From a single switch flipped inside a machine to millions of lines of human-readable code — the journey of how we learned to talk to computers.

↓   scroll to begin   ↓
1
Era 01 · 1940s

It begins with a
single switch.

Deep inside the first computers — machines the size of rooms — were thousands of transistors: tiny electronic switches that could be either ON or OFF. That's it. Two states. Two numbers.

Engineers discovered that combining these two states — 0 and 1 — was enough to represent any number, letter, or instruction. This is binary, the native language of all computers.

The letter "A" in 8-bit binary
Binary · "Hello" starts with 'H' = 72
// 8 transistors encode one character
// Position: 128 64 32 16 8 4 2 1
1 0 0 0 1 0 0 0 // = 64+8 = 72 = 'H'
0 1 1 0 0 1 0 1 // = 101 = 'e'
0 1 1 0 1 1 0 0 // = 108 = 'l'

To program the first computers, engineers had to write every instruction as a long string of 0s and 1s — then physically punch holes into paper tape or cards to feed those instructions into the machine. A program of 1000 instructions meant 1000 rows of holes.

"We were not programming. We were speaking the machine's own language, digit by digit, hole by hole." — Early ENIAC programmer, 1940s
0
Era 00 · 1801 → 1970s

Before computers,
there were looms.

🧵 Origin Story — This did not start with computers

In 1801, a French weaver named Joseph-Marie Jacquard wanted to automate his loom — a machine that weaved complex silk patterns. Hand-weaving a pattern required a master craftsman to manually raise and lower hundreds of individual threads in exactly the right sequence. One mistake meant a ruined pattern.
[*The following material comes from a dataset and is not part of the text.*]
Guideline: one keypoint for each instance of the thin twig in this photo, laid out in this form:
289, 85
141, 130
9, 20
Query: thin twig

Jacquard's solution was revolutionary: he punched holes in stiff cardboard cards. Each hole told the loom: "raise this thread." No hole meant: "keep it down." Sound familiar? Hole = 1. No hole = 0. The loom read the cards automatically, weaving the same perfect pattern every time, with no human error.
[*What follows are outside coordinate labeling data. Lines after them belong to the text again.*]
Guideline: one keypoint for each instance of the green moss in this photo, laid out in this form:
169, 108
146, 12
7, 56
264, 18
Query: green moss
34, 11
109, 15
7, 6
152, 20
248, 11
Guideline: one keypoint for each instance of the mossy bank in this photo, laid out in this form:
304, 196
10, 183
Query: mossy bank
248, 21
Jacquard Loom · 1801 · Hole = thread UP (1), No hole = thread DOWN (0)

Fifty years later, mathematician Charles Babbage saw Jacquard's cards and had a vision: what if you could use the same idea to control a calculating machine? His collaborator Ada Lovelace — widely considered the world's first programmer — wrote the first algorithm designed to be processed by a machine, describing it in notes longer than the original paper she was translating.

"The Analytical Engine weaves algebraic patterns just as the Jacquard-loom weaves flowers and leaves." — Ada Lovelace, 1843

To program a computer,
you punched holes in cards.

By the 1940s and 1950s, every major computer used punch cards as its primary input method. A programmer would sit at a keypunch machine — essentially a typewriter that punched holes instead of printing ink — and prepare a deck of cards, one card per line of code.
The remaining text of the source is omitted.